In Washington, as elsewhere, politics and compassion often collided. The U.S. has been the most generous benefactor of all foreign nations, contributing $97.5 million in food aid to Marxist-Leninist Ethiopia since Oct. 1 alone. Last Friday, M. Peter McPherson, administrator of the Agency for International Development, said that the U.S. is sending Ethiopia 85,000 more tons of food, worth $37.5 million. But Washington remains cautious about providing long-term development aid. Earlier this year, Congress killed an economic-policy initiative that would have provided Africa with $75 million for development next year. Why? The Administration had insisted that the money go only to governments that reject socialism.

Many critics in Washington charge that Ethiopia's government has withheld food from rebel-occupied areas or simply misdirected government funds.

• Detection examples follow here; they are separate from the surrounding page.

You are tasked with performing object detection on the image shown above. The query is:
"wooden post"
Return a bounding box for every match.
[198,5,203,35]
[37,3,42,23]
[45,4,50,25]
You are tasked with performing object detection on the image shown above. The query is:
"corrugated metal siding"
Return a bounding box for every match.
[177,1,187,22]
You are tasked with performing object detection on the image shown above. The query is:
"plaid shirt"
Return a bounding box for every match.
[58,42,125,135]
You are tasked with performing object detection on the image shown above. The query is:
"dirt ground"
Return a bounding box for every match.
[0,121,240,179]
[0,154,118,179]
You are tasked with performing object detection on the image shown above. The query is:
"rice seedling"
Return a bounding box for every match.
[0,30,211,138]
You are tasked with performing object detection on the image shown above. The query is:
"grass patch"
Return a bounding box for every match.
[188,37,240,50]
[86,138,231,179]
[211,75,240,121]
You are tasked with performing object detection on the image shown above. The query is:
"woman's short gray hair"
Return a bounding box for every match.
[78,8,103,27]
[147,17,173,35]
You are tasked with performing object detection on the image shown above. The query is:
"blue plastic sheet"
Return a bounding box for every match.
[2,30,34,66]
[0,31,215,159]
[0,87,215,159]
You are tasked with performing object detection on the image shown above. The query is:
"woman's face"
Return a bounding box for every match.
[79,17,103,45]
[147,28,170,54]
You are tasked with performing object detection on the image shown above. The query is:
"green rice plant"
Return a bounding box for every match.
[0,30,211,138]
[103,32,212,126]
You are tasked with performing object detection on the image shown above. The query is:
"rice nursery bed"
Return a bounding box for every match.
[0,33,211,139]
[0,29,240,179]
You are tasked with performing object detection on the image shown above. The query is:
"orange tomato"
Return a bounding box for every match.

While hundreds of thousands starved, Ethiopian officials spent more than $100 million sprucing up their capital and erecting triumphal arches for September's tenth anniversary of the military coup that overthrew Emperor Haile Selassie.

Nor have Mengistu's political allies seemed greatly concerned about the wasting drought. As recently as last month, according to local" sources, when Ethiopia appealed to its East European allies for aid, it was flatly turned down. The Soviets reportedly even warned that Mengistu should not use military equipment for relief work until he had finished paying for it. Stung, perhaps, by the outpouring of concern from the West, the Soviets have sent Ethiopia more than 400 trucks, 16 planes and 24 helicopters. But Moscow was having problems explaining away its client state's need for aid. The government newspaper Izvestiya ascribed the famine not to drought "but to the colonial structure of agriculture imposed on Ethiopia." The flood of Western aid was, claimed the paper, nothing more than an expression of imperialist guilt.

Getting food into Ethiopia is only half the problem. A moonscape scarred with treacherous canyons and inhospitable mountains, the country is a logistical nightmare. Half its people live a two-day walk from the nearest road. There are only about 6,000 trucks in the entire country, and, so far, no more than a few hundred of them have been used for relief. Even now some villages have water but no food, the refugee camps food but no water. In Bati, which became the country's most death-ridden camp last week, new arrivals kept flowing in faster than supplies. "We are getting more than a thousand refugees a day," said Sigridur Gudmundsdottir, a Red Cross nurse from Iceland. "We are barely holding our own."